Known as RGGI or “Reggie” for short, the initiative involves 10 states, including Maine, that have pledged to cap emissions of greenhouse gas emissions from fossil fuel-fired power plants beginning in 2009. Power plants must then reduce their emissions by an additional 10 percent by 2019.
The Legislature is preparing to consider several bills that would authorize Maine’s involvement in RGGI.
David Littell, commissioner of the Maine Department of Environmental Protection, used Wednesday’s forum to announce that, under the administration’s bill, Maine would receive a significant financial windfall for energy efficiency programs.
States participating in RGGI set limits on greenhouse gases by allotting a certain number of emissions “allowances” or “credits” to each plant based on past emission levels.
Power plants that are more efficient than required can either bank their excess allowances for future use or sell them to plants exceeding their limits. This market-based approach is regarded as more flexible than forced regulation because it offers companies a financial incentive to go beyond their emissions goals.
Littell announced Wednesday that the administration plans to follow the lead of several other states by selling or auctioning off all of its credits, thereby forcing plants to pay up front for the right to emit CO2.
Depending on the per-credit price, Maine could expect to receive between $12 million and $30 million from the auction.
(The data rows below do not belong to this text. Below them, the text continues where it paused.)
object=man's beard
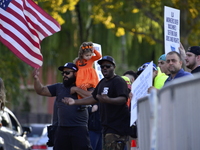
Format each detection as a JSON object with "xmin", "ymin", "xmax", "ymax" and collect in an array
[{"xmin": 63, "ymin": 76, "xmax": 76, "ymax": 87}]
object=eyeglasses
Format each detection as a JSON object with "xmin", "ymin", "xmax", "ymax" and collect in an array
[
  {"xmin": 61, "ymin": 71, "xmax": 74, "ymax": 76},
  {"xmin": 138, "ymin": 64, "xmax": 149, "ymax": 71},
  {"xmin": 138, "ymin": 64, "xmax": 157, "ymax": 71},
  {"xmin": 100, "ymin": 64, "xmax": 112, "ymax": 69}
]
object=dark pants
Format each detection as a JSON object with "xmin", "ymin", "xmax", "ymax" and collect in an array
[
  {"xmin": 103, "ymin": 133, "xmax": 129, "ymax": 150},
  {"xmin": 53, "ymin": 126, "xmax": 92, "ymax": 150},
  {"xmin": 89, "ymin": 131, "xmax": 103, "ymax": 150}
]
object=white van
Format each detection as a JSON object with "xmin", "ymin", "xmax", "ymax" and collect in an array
[{"xmin": 0, "ymin": 107, "xmax": 30, "ymax": 150}]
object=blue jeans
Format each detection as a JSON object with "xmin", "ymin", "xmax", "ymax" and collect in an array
[{"xmin": 89, "ymin": 131, "xmax": 102, "ymax": 150}]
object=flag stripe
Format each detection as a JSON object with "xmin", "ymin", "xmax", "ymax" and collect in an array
[
  {"xmin": 1, "ymin": 26, "xmax": 42, "ymax": 60},
  {"xmin": 25, "ymin": 1, "xmax": 59, "ymax": 35},
  {"xmin": 0, "ymin": 32, "xmax": 42, "ymax": 68},
  {"xmin": 12, "ymin": 1, "xmax": 48, "ymax": 41},
  {"xmin": 27, "ymin": 1, "xmax": 60, "ymax": 29},
  {"xmin": 0, "ymin": 0, "xmax": 60, "ymax": 68},
  {"xmin": 1, "ymin": 10, "xmax": 39, "ymax": 51},
  {"xmin": 2, "ymin": 4, "xmax": 40, "ymax": 45}
]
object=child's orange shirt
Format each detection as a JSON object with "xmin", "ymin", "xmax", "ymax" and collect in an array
[{"xmin": 76, "ymin": 50, "xmax": 101, "ymax": 88}]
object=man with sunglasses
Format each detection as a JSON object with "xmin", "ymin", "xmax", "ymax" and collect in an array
[
  {"xmin": 33, "ymin": 63, "xmax": 92, "ymax": 150},
  {"xmin": 185, "ymin": 46, "xmax": 200, "ymax": 74},
  {"xmin": 63, "ymin": 56, "xmax": 136, "ymax": 150}
]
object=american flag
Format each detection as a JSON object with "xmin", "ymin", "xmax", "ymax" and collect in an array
[{"xmin": 0, "ymin": 0, "xmax": 61, "ymax": 68}]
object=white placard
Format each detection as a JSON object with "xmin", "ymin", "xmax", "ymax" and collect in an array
[
  {"xmin": 130, "ymin": 61, "xmax": 153, "ymax": 126},
  {"xmin": 93, "ymin": 43, "xmax": 104, "ymax": 81},
  {"xmin": 164, "ymin": 6, "xmax": 180, "ymax": 54}
]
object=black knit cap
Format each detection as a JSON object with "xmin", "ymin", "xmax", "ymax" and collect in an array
[{"xmin": 188, "ymin": 46, "xmax": 200, "ymax": 55}]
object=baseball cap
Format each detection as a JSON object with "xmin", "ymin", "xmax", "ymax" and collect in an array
[
  {"xmin": 121, "ymin": 76, "xmax": 131, "ymax": 89},
  {"xmin": 58, "ymin": 62, "xmax": 78, "ymax": 71},
  {"xmin": 97, "ymin": 56, "xmax": 115, "ymax": 66},
  {"xmin": 138, "ymin": 62, "xmax": 158, "ymax": 71},
  {"xmin": 187, "ymin": 46, "xmax": 200, "ymax": 55},
  {"xmin": 158, "ymin": 54, "xmax": 166, "ymax": 61}
]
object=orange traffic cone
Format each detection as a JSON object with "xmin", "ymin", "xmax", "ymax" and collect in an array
[{"xmin": 131, "ymin": 140, "xmax": 137, "ymax": 150}]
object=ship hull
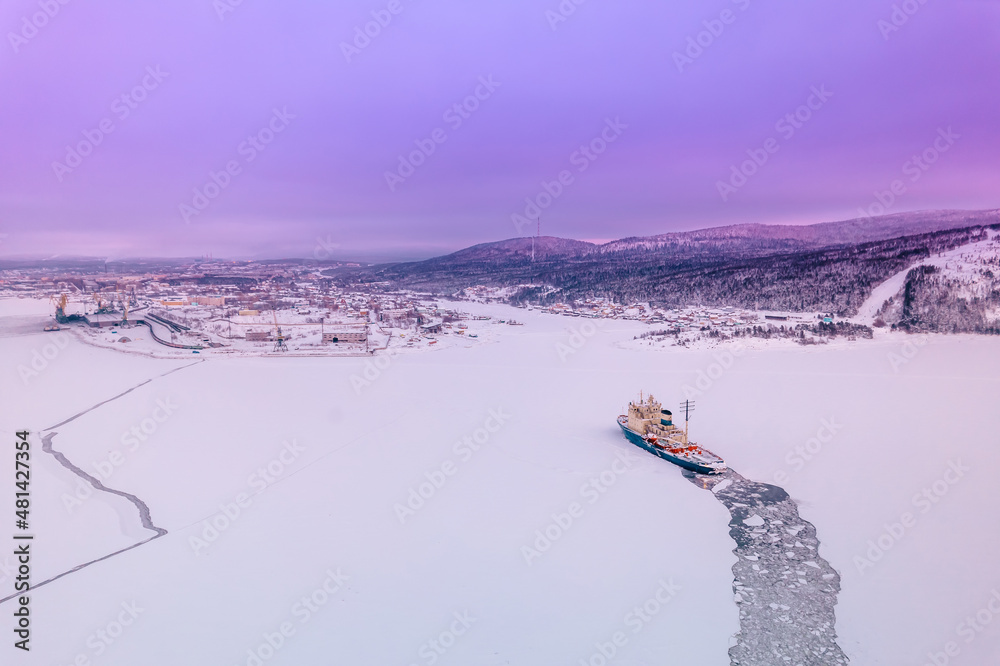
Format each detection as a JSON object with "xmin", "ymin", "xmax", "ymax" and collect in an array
[{"xmin": 618, "ymin": 421, "xmax": 725, "ymax": 474}]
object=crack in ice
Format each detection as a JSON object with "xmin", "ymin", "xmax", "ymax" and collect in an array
[{"xmin": 684, "ymin": 470, "xmax": 848, "ymax": 666}]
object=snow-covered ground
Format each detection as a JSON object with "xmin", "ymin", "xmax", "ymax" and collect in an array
[
  {"xmin": 852, "ymin": 231, "xmax": 1000, "ymax": 326},
  {"xmin": 0, "ymin": 301, "xmax": 1000, "ymax": 666}
]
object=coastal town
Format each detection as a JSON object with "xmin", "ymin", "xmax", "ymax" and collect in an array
[{"xmin": 0, "ymin": 261, "xmax": 860, "ymax": 356}]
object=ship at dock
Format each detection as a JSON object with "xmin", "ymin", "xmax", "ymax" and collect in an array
[{"xmin": 618, "ymin": 393, "xmax": 726, "ymax": 474}]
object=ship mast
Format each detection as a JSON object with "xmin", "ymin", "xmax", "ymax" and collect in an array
[{"xmin": 681, "ymin": 400, "xmax": 694, "ymax": 442}]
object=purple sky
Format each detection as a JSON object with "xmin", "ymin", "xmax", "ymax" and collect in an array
[{"xmin": 0, "ymin": 0, "xmax": 1000, "ymax": 259}]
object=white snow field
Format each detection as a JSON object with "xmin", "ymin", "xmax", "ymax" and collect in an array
[{"xmin": 0, "ymin": 301, "xmax": 1000, "ymax": 666}]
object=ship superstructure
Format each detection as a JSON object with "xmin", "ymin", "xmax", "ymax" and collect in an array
[{"xmin": 618, "ymin": 394, "xmax": 726, "ymax": 474}]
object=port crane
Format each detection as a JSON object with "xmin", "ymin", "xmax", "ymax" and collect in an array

Littell said officials are still discussing how to divide the money among energy-related programs. Some groups want all of the money to go into programs that promote energy conservation, such as Efficiency Maine. Others want some money to go to rate-payers to help offset the modest rate increases anticipated from RGGI.
Littell said that Baldacci also plans to use some of the money to lessen the financial impact on some paper mills – including the Verso plant in Bucksport – that will have to reduce emissions under RGGI.
Verso’s Bucksport and Jay mills have combined heat-and-power systems that generate electricity for the mill and the power grid, with the latent steam heat used in the paper-making process. Verso representatives have said that, because the Bucksport mill is already so efficient, it will be difficult to reduce emission levels even more.
Representatives of several conservation groups praised the governor’s decision to auction off 100 percent of the emissions credits. But they urged the governor to earmark all of the money for energy efficiency programs.
“If the revenue from a RGGI auction is used to fund energy efficiency investments in our homes and businesses, then we will reduce energy costs and strengthen our economy at the same time,” Dylan Voorhees, clean energy director for the Natural Resources Council of Maine, said in a statement.
The forum’s final speaker was the United Kingdom’s consul-general for New England, John Rankin, who said that his country has cut greenhouse gas emissions by 14 percent while adding jobs and growing its economy by 49 percent. That proves sound environmental policies and economic growth can go hand in hand, Rankin said.